Como se vê, o regime de concessões e PPP’s apresenta prós e contras, sendo certo que a sua utilização desencadeou importantes mudanças legais e estruturais na Administração Pública brasileira, estando em curso um processo de constante evolução. Importante aspecto do movimento reside na atuação do Tribunal de Contas da União, que retomou a prática de controle prévio em caráter ordinário. Impõe-se a reflexão de que embora fundamental para garantir a legalidade, transparência e qualidade dos empreendimentos, é necessário um equilíbrio que permita conciliar a tutela do interesse público com a agilidade e a flexibilidade necessárias ao desenvolvimento do setor analisado.
[1] Artigo elaborado como requisito parcial de aprovação na matéria “Contratações Públicas em Movimento”, ministrada pelo professor Guilherme Jardim Jurksaitis.
[2] Graduado em Ciências Jurídicas e Sociais pela Universidade Federal do Rio de Janeiro (2012). Pós-graduado em Direito Privado e em Processo Civil pela Universidade Cândido Mendes/RJ (2014). Mestrando em Gestão e Políticas Públicas pela Fundação Getúlio Vargas/SP (2023/2025).
[3] The PPP Certification Guide. < https://ppp-certification.com/pppguide/brazilian-portuguese > Acesso em 20/04/2024.
[4] AMARAL NETO, João Veríssimo do. O Controle Externo dos Tribunais de Contas nas Concessões de Serviços Públicos. Dissertação (Mestrado em Direito). UFPE, 2011.
[5] SUNDFELD, Carlos Ari et al. Contratações Públicas e Seu Controle. Cap. 7: Competências e Controles dos Tribunais de Contas – Possibilidades e Limites. Malheiros Editores, 2013.
[6] AMARAL NETO, João Veríssimo do. Op. Cit.
[7] SUNDFELD, Carlos Ari et al. Op.
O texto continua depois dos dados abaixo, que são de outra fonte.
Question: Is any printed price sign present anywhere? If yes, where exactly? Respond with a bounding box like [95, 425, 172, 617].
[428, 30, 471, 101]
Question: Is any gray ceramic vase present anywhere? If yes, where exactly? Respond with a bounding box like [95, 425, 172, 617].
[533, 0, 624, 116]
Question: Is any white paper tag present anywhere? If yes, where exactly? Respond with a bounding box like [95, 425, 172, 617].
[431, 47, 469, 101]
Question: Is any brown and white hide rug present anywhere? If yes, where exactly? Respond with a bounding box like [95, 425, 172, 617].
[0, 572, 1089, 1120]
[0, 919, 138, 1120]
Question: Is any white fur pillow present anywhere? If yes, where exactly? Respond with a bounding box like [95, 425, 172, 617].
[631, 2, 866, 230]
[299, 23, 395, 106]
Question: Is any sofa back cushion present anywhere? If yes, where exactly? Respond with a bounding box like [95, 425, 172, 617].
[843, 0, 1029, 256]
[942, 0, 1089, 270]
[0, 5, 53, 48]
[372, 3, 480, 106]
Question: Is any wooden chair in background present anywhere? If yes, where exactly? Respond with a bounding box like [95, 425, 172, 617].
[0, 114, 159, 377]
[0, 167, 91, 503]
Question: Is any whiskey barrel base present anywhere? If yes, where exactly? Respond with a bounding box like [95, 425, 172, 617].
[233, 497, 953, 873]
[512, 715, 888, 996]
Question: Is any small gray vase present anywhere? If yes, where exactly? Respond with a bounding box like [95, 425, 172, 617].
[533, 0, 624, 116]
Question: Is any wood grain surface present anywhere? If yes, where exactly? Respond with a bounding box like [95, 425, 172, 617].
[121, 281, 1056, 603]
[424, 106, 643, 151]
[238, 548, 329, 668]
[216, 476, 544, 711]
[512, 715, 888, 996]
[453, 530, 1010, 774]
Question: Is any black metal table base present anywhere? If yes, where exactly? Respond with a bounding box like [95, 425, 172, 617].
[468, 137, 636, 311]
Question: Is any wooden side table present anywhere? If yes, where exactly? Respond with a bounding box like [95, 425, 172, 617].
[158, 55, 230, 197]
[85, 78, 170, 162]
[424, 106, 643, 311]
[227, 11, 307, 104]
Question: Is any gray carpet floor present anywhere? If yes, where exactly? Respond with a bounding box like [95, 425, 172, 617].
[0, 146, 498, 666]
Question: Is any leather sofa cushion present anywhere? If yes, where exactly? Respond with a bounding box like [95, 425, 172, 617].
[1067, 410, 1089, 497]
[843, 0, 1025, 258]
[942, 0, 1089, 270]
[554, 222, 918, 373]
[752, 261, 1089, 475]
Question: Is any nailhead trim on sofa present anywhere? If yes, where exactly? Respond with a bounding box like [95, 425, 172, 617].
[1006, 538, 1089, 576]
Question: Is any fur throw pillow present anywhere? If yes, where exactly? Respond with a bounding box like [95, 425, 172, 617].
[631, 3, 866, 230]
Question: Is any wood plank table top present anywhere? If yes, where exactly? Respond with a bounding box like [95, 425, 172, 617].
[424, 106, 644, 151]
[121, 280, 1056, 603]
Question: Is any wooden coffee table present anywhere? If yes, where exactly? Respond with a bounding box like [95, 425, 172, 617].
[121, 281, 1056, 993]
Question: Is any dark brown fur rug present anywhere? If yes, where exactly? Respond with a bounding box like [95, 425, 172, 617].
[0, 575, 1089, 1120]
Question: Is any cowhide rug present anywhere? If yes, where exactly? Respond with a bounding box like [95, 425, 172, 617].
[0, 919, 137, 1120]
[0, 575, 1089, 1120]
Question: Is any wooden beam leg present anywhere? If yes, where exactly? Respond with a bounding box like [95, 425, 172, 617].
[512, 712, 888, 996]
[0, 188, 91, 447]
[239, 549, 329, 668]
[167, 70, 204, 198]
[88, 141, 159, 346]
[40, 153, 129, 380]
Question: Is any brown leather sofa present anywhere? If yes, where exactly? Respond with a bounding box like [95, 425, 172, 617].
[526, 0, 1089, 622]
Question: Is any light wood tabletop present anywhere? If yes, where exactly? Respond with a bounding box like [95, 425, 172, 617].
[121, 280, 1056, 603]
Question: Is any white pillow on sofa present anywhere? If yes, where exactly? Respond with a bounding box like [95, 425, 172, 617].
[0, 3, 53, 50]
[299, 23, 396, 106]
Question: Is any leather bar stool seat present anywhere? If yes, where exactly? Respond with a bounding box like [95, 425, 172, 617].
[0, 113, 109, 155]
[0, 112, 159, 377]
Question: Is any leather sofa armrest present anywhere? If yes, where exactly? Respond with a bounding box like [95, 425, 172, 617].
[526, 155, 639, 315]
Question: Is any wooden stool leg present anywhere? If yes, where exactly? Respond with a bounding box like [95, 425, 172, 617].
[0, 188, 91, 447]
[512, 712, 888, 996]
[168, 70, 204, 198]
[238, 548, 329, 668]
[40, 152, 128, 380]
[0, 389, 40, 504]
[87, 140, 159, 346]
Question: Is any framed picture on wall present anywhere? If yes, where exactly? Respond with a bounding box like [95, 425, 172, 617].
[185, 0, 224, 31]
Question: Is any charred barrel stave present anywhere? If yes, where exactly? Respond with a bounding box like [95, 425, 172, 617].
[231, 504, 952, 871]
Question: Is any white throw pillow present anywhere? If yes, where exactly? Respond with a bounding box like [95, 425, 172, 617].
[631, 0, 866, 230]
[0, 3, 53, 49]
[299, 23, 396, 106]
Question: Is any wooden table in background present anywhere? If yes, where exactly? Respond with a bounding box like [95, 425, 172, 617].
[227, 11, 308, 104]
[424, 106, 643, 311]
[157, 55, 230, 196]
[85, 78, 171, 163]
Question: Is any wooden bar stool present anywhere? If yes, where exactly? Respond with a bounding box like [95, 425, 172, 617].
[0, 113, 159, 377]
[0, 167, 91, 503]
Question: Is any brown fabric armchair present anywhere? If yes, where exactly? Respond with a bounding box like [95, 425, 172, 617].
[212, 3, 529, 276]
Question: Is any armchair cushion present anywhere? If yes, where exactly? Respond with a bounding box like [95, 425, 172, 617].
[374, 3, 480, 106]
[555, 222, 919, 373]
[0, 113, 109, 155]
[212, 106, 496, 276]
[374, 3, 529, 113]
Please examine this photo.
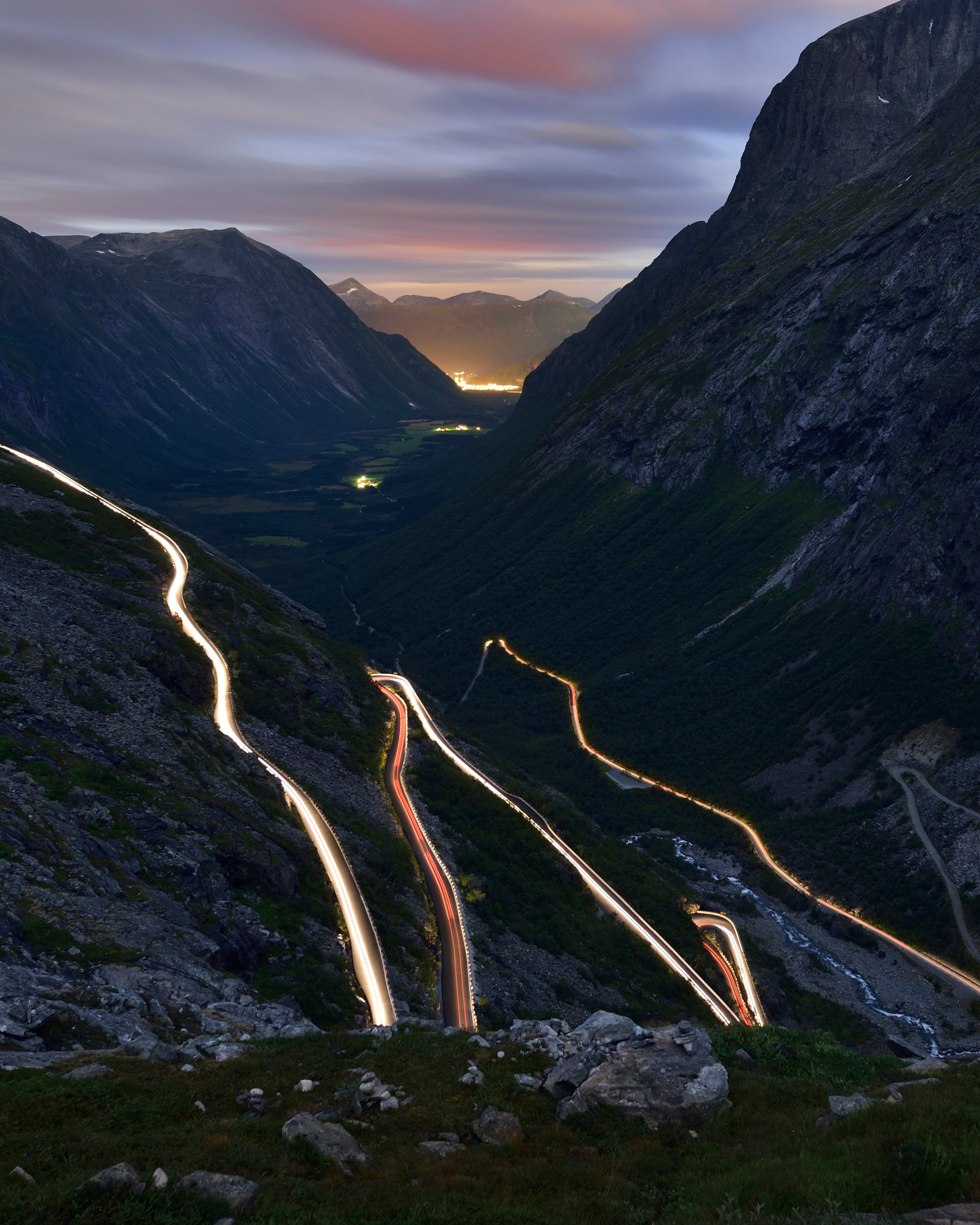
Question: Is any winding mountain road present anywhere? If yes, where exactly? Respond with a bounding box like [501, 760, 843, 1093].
[0, 445, 396, 1025]
[375, 677, 477, 1032]
[888, 765, 980, 961]
[497, 638, 980, 996]
[371, 673, 742, 1025]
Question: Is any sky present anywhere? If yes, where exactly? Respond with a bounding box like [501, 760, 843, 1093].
[0, 0, 882, 299]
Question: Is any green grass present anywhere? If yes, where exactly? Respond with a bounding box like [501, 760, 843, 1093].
[338, 464, 980, 959]
[0, 1029, 980, 1225]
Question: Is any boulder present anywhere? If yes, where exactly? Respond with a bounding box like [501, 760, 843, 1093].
[352, 1072, 397, 1115]
[568, 1009, 640, 1046]
[545, 1014, 728, 1123]
[460, 1059, 484, 1084]
[282, 1112, 370, 1175]
[61, 1063, 113, 1081]
[469, 1106, 524, 1144]
[235, 1089, 266, 1115]
[905, 1055, 963, 1073]
[419, 1140, 464, 1156]
[207, 1042, 245, 1063]
[88, 1161, 146, 1196]
[513, 1072, 542, 1093]
[902, 1204, 980, 1225]
[180, 1170, 260, 1216]
[544, 1046, 608, 1101]
[827, 1093, 871, 1118]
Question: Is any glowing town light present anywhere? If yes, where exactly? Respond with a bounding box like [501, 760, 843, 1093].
[452, 370, 520, 391]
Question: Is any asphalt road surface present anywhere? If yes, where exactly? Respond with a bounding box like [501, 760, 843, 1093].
[0, 447, 396, 1025]
[379, 685, 477, 1032]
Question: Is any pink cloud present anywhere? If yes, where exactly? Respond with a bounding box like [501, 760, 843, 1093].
[234, 0, 881, 88]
Cit.
[8] Ibid.
[9] TCU esclarece sobre prazo para início da vigência da nova regra para análise de concessões. < https://portal.tcu.gov.br/imprensa/noticias/tcu-esclarece-sobre-prazo-para-inicio-da-vigencia-da-nova-regra-para-analise-de-concessoes.htm > Acesso em 20/04/2024.
[10] Alto custo, risco a investidores, fatores geológicos: por que o Leilão da rodovia BR-381 não avança. < https://www.gazetadopovo.com.br/brasil/alto-custo-risco-para-investidores-fatores-geologicos-por-que-o-leilao-da-br-381-nao-avanca/ > Acesso em 20/04/2024.
[1] Artigo elaborado como requisito parcial de aprovação na matéria “Contratações Públicas em Movimento”, ministrada pelo professor Guilherme Jardim Jurksaitis.